Baltoniodus Temporal range: Dapingian–Sandbian PreꞒ Ꞓ O S D C P T J K Pg N

Scientific classification
- Kingdom: Animalia
- Phylum: Chordata
- Infraphylum: Agnatha
- Class: †Conodonta
- Family: †Balognathidae
- Genus: †Baltoniodus Lindström, 1971
- Species: †Baltoniodus alobatus; †Baltoniodus cooperi; †Baltoniodus gerdae; †Baltoniodus medius; †Baltoniodus navis; †Baltoniodus norrlandicus; †Baltoniodus prevariabilis; †Baltoniodus triangularis; †Baltoniodus variabilis;

= Baltoniodus =

Extinct genus of jawless fishes

Baltoniodus is an extinct genus of conodonts.

==Use in stratigraphy==
The base of the Dapingian, the first stage of the Middle Ordovician, is defined as the first appearance of Baltoniodus triangularis.
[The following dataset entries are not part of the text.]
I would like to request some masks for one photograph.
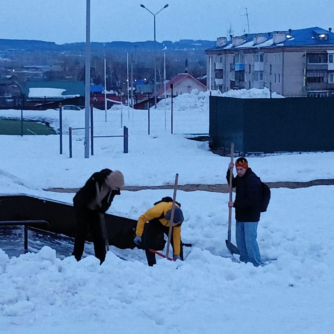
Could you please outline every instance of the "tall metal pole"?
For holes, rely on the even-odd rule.
[[[105,58],[105,121],[107,122],[107,70],[106,65],[106,58]]]
[[[168,4],[165,5],[158,12],[155,14],[152,13],[149,9],[148,9],[144,5],[140,5],[140,7],[142,8],[144,8],[148,11],[154,17],[154,109],[157,108],[157,57],[156,52],[155,39],[155,17],[163,9],[165,8],[167,8],[168,6]]]
[[[249,32],[249,21],[248,19],[248,11],[247,10],[247,7],[246,7],[246,16],[247,17],[247,24],[248,25],[248,33],[250,34]]]
[[[89,115],[91,100],[91,0],[86,0],[86,56],[85,95],[85,157],[89,158]]]
[[[212,56],[210,55],[209,56],[209,57],[210,59],[210,65],[209,66],[210,72],[209,72],[209,90],[210,92],[211,91],[211,89],[212,88],[212,85],[211,85],[211,72],[212,72]]]
[[[133,108],[133,53],[131,53],[131,106]]]
[[[157,50],[155,45],[155,15],[154,17],[154,109],[157,109]]]
[[[127,52],[126,54],[126,63],[127,63],[127,80],[128,86],[128,115],[129,115],[129,106],[130,106],[130,101],[129,100],[129,52]],[[122,99],[122,97],[121,98]]]
[[[164,97],[165,98],[165,131],[167,131],[167,116],[166,107],[166,53],[164,52]]]

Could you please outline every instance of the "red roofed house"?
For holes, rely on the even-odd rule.
[[[173,84],[173,94],[179,95],[185,93],[191,93],[193,89],[197,89],[198,92],[206,92],[206,87],[189,73],[181,73],[174,76],[166,84],[166,94],[172,95],[171,84]],[[163,86],[157,92],[158,96],[163,96],[164,88]]]

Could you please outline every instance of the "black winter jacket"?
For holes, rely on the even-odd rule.
[[[73,198],[73,204],[76,211],[89,209],[87,206],[96,196],[96,182],[101,189],[106,175],[112,171],[110,170],[103,170],[95,173],[88,179]],[[104,213],[110,207],[115,195],[120,194],[119,190],[110,190],[102,200],[102,207],[97,211]]]
[[[229,170],[226,178],[229,183]],[[235,220],[237,221],[255,222],[260,220],[260,205],[262,199],[260,178],[248,168],[241,177],[232,179],[232,187],[235,188]]]

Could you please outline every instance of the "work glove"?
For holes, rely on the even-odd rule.
[[[133,242],[137,246],[139,246],[142,242],[142,237],[140,235],[137,235],[134,240]]]

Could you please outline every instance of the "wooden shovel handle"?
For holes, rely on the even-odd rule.
[[[231,162],[233,163],[234,157],[234,144],[232,143],[231,144]],[[229,201],[232,201],[232,180],[233,177],[233,169],[230,170],[229,182]],[[232,225],[232,208],[228,208],[228,231],[227,233],[227,240],[229,242],[231,241],[231,227]]]
[[[167,248],[166,249],[166,257],[168,258],[169,253],[169,245],[172,237],[172,230],[173,229],[174,221],[174,212],[175,212],[175,201],[176,199],[176,190],[177,188],[177,182],[179,180],[179,174],[176,174],[175,176],[175,183],[174,184],[174,194],[173,196],[173,204],[172,205],[172,213],[171,215],[170,221],[169,222],[169,230],[168,233],[168,240],[167,241]]]

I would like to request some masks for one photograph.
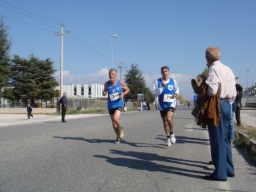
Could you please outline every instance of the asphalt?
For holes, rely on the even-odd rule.
[[[179,109],[178,109],[179,110]],[[108,114],[79,114],[66,115],[68,121],[71,119],[90,118],[92,116],[106,116]],[[243,107],[241,110],[241,124],[243,125],[256,129],[256,108]],[[234,120],[236,118],[234,117]],[[61,116],[56,115],[34,115],[34,118],[28,119],[27,114],[1,114],[0,127],[8,125],[30,124],[38,122],[61,121]],[[235,120],[236,124],[236,120]]]

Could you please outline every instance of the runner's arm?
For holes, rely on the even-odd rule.
[[[158,87],[157,79],[156,79],[155,84],[154,84],[154,91],[153,91],[154,97],[157,97],[158,95],[162,93],[163,89],[164,88],[162,86]]]
[[[108,90],[108,83],[107,83],[107,82],[106,82],[104,84],[104,88],[103,92],[102,92],[103,96],[106,96],[107,95],[107,90]]]
[[[120,81],[120,84],[122,88],[123,88],[123,90],[124,91],[124,92],[122,92],[121,95],[120,95],[120,98],[122,99],[124,98],[124,97],[127,94],[128,94],[129,92],[130,92],[130,89],[124,82]]]

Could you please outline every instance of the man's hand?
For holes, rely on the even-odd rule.
[[[177,97],[178,97],[178,94],[177,93],[175,93],[173,95],[172,95],[172,98],[173,99],[173,98],[175,98]]]
[[[162,82],[162,84],[161,85],[161,87],[164,87],[164,86],[166,84],[166,83],[164,83],[163,81]]]
[[[121,94],[119,95],[119,99],[123,99],[124,98],[124,93],[121,92]]]

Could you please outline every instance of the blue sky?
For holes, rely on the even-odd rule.
[[[217,45],[221,61],[239,83],[256,81],[256,1],[254,0],[0,0],[0,15],[10,27],[11,54],[51,58],[59,80],[60,24],[64,36],[64,84],[100,83],[111,68],[138,65],[147,85],[168,65],[187,99],[191,79],[206,67],[205,50]]]

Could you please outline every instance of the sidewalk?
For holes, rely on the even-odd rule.
[[[66,115],[65,120],[88,118],[92,116],[106,116],[108,114],[78,114]],[[15,125],[20,124],[28,124],[50,121],[61,122],[61,115],[35,115],[34,118],[28,119],[27,114],[1,114],[0,115],[0,127],[8,125]]]
[[[256,108],[243,107],[240,113],[242,125],[253,127],[256,129]],[[234,117],[236,122],[236,116]],[[236,123],[235,123],[236,124]]]
[[[106,116],[108,114],[79,114],[66,115],[65,119],[88,118],[92,116]],[[236,124],[236,117],[234,117]],[[256,108],[243,107],[241,110],[241,120],[242,125],[256,128]],[[38,123],[49,121],[61,121],[61,115],[35,115],[34,118],[28,119],[27,114],[1,114],[0,127],[7,125]]]

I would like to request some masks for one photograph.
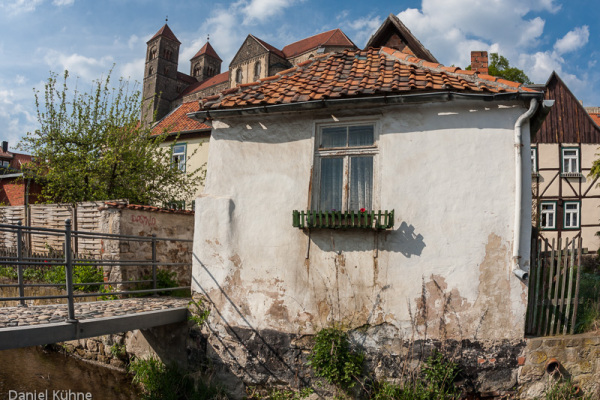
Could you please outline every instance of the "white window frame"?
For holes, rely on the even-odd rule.
[[[567,210],[567,206],[576,206],[572,210]],[[575,225],[571,225],[571,221],[575,216]],[[569,225],[567,225],[567,220]],[[579,201],[565,201],[563,203],[563,228],[564,229],[579,229],[581,226],[581,203]]]
[[[333,147],[319,148],[321,143],[321,135],[323,128],[331,127],[351,127],[351,126],[373,126],[373,144],[368,146],[356,147]],[[323,123],[317,124],[315,128],[315,157],[314,157],[314,180],[313,180],[313,195],[311,198],[311,209],[319,210],[320,204],[320,188],[321,188],[321,160],[324,158],[343,158],[343,183],[342,183],[342,209],[335,211],[359,211],[349,210],[350,202],[350,158],[351,157],[372,157],[373,159],[373,177],[371,188],[371,209],[376,210],[379,206],[378,200],[378,154],[379,154],[379,124],[373,120],[348,120],[339,123]],[[333,210],[319,210],[333,211]],[[369,210],[370,211],[370,210]]]
[[[180,150],[180,149],[183,150]],[[187,144],[177,143],[173,145],[173,153],[171,154],[171,164],[173,168],[179,169],[181,172],[185,172],[185,164],[187,162]]]
[[[574,155],[565,155],[567,151],[574,151]],[[578,147],[562,147],[560,150],[560,168],[563,174],[579,174],[579,148]],[[565,161],[568,161],[565,163]]]
[[[538,173],[537,169],[537,147],[531,148],[531,174],[535,175]]]
[[[552,207],[544,210],[544,206],[552,206]],[[556,201],[540,202],[540,229],[545,229],[545,230],[556,229],[556,209],[557,209]],[[549,215],[552,215],[552,224],[548,223]],[[544,219],[545,219],[546,223],[544,223]]]

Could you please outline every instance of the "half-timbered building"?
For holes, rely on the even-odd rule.
[[[600,248],[600,188],[589,176],[598,158],[600,127],[553,72],[545,98],[555,100],[532,138],[534,224],[547,239],[583,238],[589,252]]]

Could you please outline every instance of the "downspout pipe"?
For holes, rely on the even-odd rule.
[[[523,143],[521,140],[523,125],[529,122],[531,116],[538,108],[537,99],[531,99],[529,110],[522,114],[515,122],[515,221],[514,221],[514,240],[513,240],[513,273],[520,279],[526,280],[529,277],[529,271],[521,267],[521,213],[523,201],[523,171],[521,149]]]

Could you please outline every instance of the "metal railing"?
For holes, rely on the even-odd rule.
[[[13,234],[16,240],[16,248],[3,248],[3,244],[0,243],[0,267],[16,267],[17,272],[17,283],[3,283],[0,284],[0,288],[18,288],[19,295],[13,297],[0,297],[0,301],[17,301],[19,306],[26,307],[26,300],[42,300],[42,299],[67,299],[68,305],[68,318],[67,322],[76,322],[75,318],[75,298],[80,297],[99,297],[99,296],[127,296],[127,295],[140,295],[140,294],[154,294],[158,295],[159,292],[172,292],[175,290],[189,290],[190,286],[176,286],[176,287],[158,287],[157,272],[159,267],[178,267],[178,266],[191,266],[191,246],[189,248],[189,261],[186,262],[167,262],[159,261],[158,245],[167,242],[180,242],[180,243],[192,243],[191,239],[172,239],[172,238],[160,238],[156,237],[155,234],[152,236],[133,236],[133,235],[117,235],[107,233],[96,233],[96,232],[84,232],[84,231],[73,231],[71,229],[71,220],[65,220],[65,229],[50,229],[23,226],[21,222],[16,225],[0,224],[0,232],[8,232]],[[61,251],[55,249],[49,249],[47,254],[32,254],[29,249],[24,248],[24,237],[26,234],[37,234],[44,236],[62,236],[64,238],[63,248]],[[101,240],[105,245],[110,241],[117,242],[118,245],[112,246],[117,249],[116,258],[96,258],[89,257],[86,255],[78,255],[73,253],[72,245],[74,241],[80,239],[97,239]],[[150,257],[148,259],[122,259],[121,258],[121,242],[127,241],[129,243],[147,243],[150,246]],[[108,246],[107,246],[108,247]],[[113,254],[113,257],[115,255]],[[181,254],[179,254],[181,256]],[[166,256],[163,256],[164,259]],[[187,258],[187,257],[186,257]],[[106,277],[106,272],[103,268],[104,280],[102,282],[73,282],[74,267],[78,265],[91,265],[99,269],[100,267],[118,267],[121,277],[125,269],[130,267],[142,268],[143,270],[151,270],[151,279],[134,279],[134,280],[113,280],[110,281]],[[49,270],[52,267],[64,266],[65,269],[65,282],[64,283],[26,283],[24,279],[24,271],[27,268],[30,269],[45,269]],[[143,273],[142,270],[142,273]],[[190,277],[191,279],[191,277]],[[139,285],[151,284],[151,289],[140,289]],[[107,288],[113,289],[113,285],[118,285],[117,288],[121,290],[108,290]],[[130,285],[137,285],[134,290],[126,290],[123,287]],[[66,290],[64,295],[48,295],[48,296],[26,296],[25,289],[33,287],[63,287]],[[104,287],[105,290],[92,293],[77,293],[76,287]]]

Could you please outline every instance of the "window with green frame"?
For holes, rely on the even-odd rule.
[[[540,203],[540,228],[556,229],[556,201]]]
[[[581,203],[579,201],[565,201],[563,214],[564,229],[579,229],[579,221],[581,221]]]
[[[578,174],[579,169],[579,148],[562,147],[561,148],[561,172],[563,174]]]
[[[171,156],[173,168],[178,168],[182,172],[185,172],[186,147],[185,143],[176,144],[173,146],[173,155]]]

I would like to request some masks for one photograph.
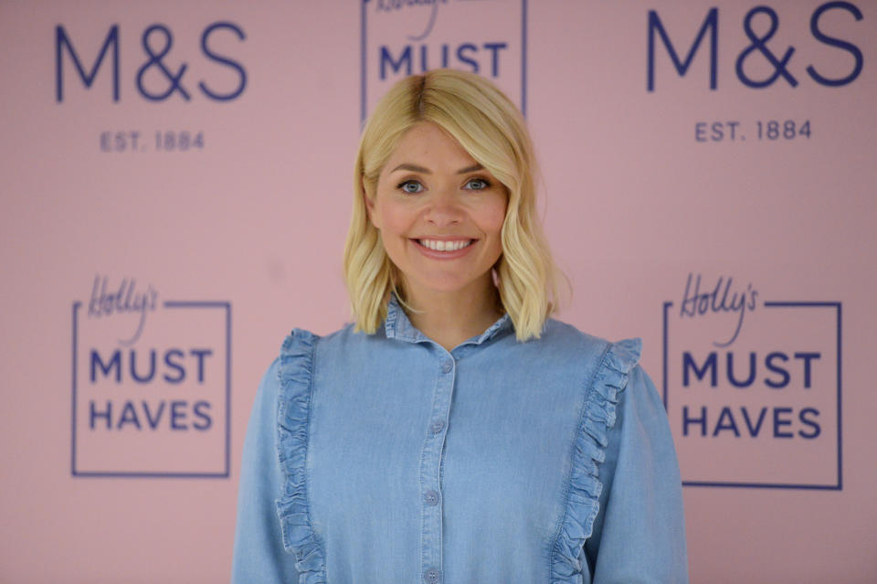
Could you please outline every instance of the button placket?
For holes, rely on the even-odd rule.
[[[441,581],[441,484],[439,473],[444,449],[445,421],[450,411],[454,390],[455,361],[445,352],[438,363],[438,374],[432,396],[428,431],[420,451],[420,488],[422,494],[420,527],[420,566],[423,579],[429,584]]]

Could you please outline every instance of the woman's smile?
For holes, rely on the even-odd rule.
[[[366,204],[414,298],[492,287],[507,198],[502,184],[454,138],[421,122],[399,139]]]

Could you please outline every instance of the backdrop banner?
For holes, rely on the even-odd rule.
[[[877,581],[872,0],[0,0],[0,581],[228,579],[244,433],[350,319],[361,124],[525,112],[559,318],[642,363],[692,582]]]

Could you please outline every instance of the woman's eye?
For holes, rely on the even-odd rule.
[[[414,195],[423,191],[423,185],[416,180],[407,180],[404,183],[399,183],[396,188],[401,189],[405,193]]]
[[[471,191],[482,191],[490,186],[491,184],[483,178],[472,178],[466,182],[465,188]]]

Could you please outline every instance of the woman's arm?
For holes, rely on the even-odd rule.
[[[609,432],[586,583],[687,583],[682,481],[663,403],[637,366]]]
[[[275,361],[262,378],[247,428],[238,492],[233,583],[299,581],[295,556],[283,548],[274,503],[282,484],[276,446],[278,367]]]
The Whiterock Stage refers mainly to the early Middle Ordovician in North America, it is often used in the older literature in a global sense. The Whiterock Stage is given a range from 471.8 (ca. 472) to 462 m.y.a., spanning close to 10 million years. Officially its start is defined by the potentially lowest occurrence of the conodont Protoprioniodus aranda or Baltoniodus triangularis.

B. gerdae has been found in the early Sandbian Bromide Formation, in Oklahoma, USA.